| Ford: Grooming his second-in-command (Reuters)
Detroit, Nov. 15: The Ford Motor Co. on Thursday expanded the duties of David W. Thursfield, one of its top executives, reinforcing speculation that Thursfield is being groomed to eventually take the No. 2 spot at the company under its chairman and chief executive William Clay Ford Jr.
Ford’s foreign businesses were consolidated under Thursfield, 57, who was promoted from group vice-president to executive vice-president and named president of international operations. The company also named James J. Padilla, 56, an executive vice-president as well as president of North American operations. He had been group vice-president for those operations.
The moves solidified Thursfield and Padilla as the top Ford executives besides William Clay Ford Jr. and Nicholas V. Scheele, the company’s chief operating officer. It also separated the company’s automotive operations into two clear reporting groups.
“By elevating the leaders of the company’s two automotive units, we’re further sharpening the focus on our core business,” William Clay Ford Jr. said.
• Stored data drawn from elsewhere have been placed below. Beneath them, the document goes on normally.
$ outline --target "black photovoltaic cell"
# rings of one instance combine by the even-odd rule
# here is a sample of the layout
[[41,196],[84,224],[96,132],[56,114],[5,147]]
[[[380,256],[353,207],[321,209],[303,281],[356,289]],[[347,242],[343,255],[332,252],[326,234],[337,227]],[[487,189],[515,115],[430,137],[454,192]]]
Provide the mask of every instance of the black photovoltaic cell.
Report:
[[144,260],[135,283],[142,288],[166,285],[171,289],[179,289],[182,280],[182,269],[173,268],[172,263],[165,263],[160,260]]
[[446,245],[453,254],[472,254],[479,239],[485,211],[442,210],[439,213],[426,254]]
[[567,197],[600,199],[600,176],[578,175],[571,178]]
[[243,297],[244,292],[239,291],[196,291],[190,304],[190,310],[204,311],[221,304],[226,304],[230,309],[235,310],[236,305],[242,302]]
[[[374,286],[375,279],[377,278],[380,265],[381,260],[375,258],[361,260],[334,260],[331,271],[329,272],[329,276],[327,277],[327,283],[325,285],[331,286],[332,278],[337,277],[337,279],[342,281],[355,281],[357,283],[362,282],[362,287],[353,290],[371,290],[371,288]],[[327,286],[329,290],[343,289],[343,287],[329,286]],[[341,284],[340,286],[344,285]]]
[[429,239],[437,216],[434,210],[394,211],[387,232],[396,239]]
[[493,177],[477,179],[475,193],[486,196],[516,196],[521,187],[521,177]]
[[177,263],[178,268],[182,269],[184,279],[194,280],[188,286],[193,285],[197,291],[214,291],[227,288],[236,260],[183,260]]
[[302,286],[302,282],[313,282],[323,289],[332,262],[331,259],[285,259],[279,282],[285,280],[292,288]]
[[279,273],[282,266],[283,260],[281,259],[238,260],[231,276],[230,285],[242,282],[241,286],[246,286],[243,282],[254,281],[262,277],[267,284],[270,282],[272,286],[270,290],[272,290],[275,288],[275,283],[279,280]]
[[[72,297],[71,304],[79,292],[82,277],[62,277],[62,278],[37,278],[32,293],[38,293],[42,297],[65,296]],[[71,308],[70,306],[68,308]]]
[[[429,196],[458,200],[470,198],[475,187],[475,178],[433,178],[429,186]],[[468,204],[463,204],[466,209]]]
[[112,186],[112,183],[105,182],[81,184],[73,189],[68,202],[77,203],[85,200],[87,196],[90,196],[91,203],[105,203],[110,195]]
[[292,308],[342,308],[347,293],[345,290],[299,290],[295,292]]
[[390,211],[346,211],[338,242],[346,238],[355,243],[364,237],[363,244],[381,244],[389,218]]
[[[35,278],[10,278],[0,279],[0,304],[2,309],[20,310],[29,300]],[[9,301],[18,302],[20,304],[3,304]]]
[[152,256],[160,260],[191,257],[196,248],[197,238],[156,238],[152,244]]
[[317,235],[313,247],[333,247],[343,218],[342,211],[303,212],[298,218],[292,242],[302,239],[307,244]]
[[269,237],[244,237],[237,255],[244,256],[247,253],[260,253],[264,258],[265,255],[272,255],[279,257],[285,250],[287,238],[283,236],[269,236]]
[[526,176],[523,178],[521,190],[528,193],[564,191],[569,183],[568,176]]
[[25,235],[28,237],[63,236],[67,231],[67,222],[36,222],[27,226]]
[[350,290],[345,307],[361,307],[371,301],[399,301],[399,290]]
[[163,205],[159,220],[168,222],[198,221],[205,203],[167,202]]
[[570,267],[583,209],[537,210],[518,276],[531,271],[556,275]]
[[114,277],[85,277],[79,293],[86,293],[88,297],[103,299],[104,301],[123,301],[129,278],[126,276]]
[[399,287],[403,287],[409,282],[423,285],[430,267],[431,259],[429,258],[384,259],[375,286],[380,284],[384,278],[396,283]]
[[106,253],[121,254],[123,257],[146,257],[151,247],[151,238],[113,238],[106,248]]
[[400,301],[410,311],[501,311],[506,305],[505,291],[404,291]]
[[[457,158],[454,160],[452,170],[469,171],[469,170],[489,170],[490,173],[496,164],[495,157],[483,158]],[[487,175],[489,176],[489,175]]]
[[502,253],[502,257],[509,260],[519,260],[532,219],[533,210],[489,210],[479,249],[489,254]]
As part of his expanded duties, Thursfield will oversee the company’s Premier Automotive Group, the luxury unit that includes Volvo, Aston Martin, Jaguar and Land Rover and is considered crucial to the company’s turnaround plan. Thursfield will also oversee another Ford unit, Mazda, in his new capacity.
The additional duties make Thursfield a busy man. He already serves as chairman and chief executive of Ford of Europe and oversees operations in the Asia Pacific and South America. And he has a prominent role in the entire company as head of global purchasing.
Much speculation has focused on the increasing prominence of Thursfield, if for no other reason than analysts see him as a tough-minded cost cutter at a time when Ford Motor desperately needs such a person. The company, which lost $ 5.5 billion last year, reiterated Thursday that its fourth quarter net income will be less than the 12 cents a share it earned in the third quarter.
That was not a surprise to Wall Street, but Stephen Girsky, an auto industry analyst with Morgan Stanley, said it was further evidence that Ford Motor’s restructuring program was failing to gain traction.
“For a company to earn less in the fourth quarter than in the third quarter is very unusual in this business,” he said. Car companies generally incur their heaviest expenses for new vehicles in the third quarter, while the fourth quarter is one of the strongest periods of the year for sales.
In contrast to turnaround efforts at Chrysler and Nissan, both of which showed quick results, “this plan is slow in getting started,” Girsky added.